If you work in career coaching, perhaps that would be “The Top 20 Ways to Nail an Interview”.

Anyway, this turns your prospects (the people looking at your site) into leads (people who are interested in what you have to say).

Once they fill out their information, it goes into an auto-responder, and they will receive an e-mail from you saying something along the lines of, “Thank you for requesting my report; It's helped a lot of people. If you haven't downloaded it yet, you can do so by clicking here. I'll check back with you soon to see how you liked it.”

Next, there will be a second e-mail highlighting one key point from your e-book that will make them want to read it. Perhaps, “If you do #7 in your next interview, you'll land your dream job!”

Wouldn't that make you want to read about tip #7?

Now that they've consumed something of yours, and believe that you are an expert, you can start engaging them about reading your blog, joining your community, etc…

This establishes a relationship with them and positions you as an authority.

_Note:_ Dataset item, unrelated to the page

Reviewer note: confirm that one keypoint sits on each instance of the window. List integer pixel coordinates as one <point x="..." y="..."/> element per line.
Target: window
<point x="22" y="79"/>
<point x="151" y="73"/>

The next step in your marketing funnel would be to introduce a relatively inexpensive product – perhaps another e-book for $30 about the ins-and-outs of getting a job and getting promotions quickly.

If they purchase this product, your funnel will continue to lead them to more engagement, consumption, and higher-priced products. All the while, of course, encouraging them to give feedback and testimonials on what they purchased.

If they don't purchase that product, you can continue to engage, and perhaps try a different angle on the same product, or offer an entirely new product.

The key with funneling is that it starts to segment that large list you developed into tiny manageable groups. This allows you to target them appropriately and get better results from your efforts.

More importantly, you won't have e-mail providers blocking your messages because you'll only be sending out a handful each time, which all happens automatically.

The Most Automatic Way of Marketing Online

This really just scratches the surface of how to create a funnel, but it's crucial that you understand this concept.

It may seem like a lot of work, and it is at first, but once it is set up, it will run automatically and you'll only really have to tinker with it once a month or so.

Remember, the best way to know what works is to test, test, and test some more.

And that is where your work becomes fun.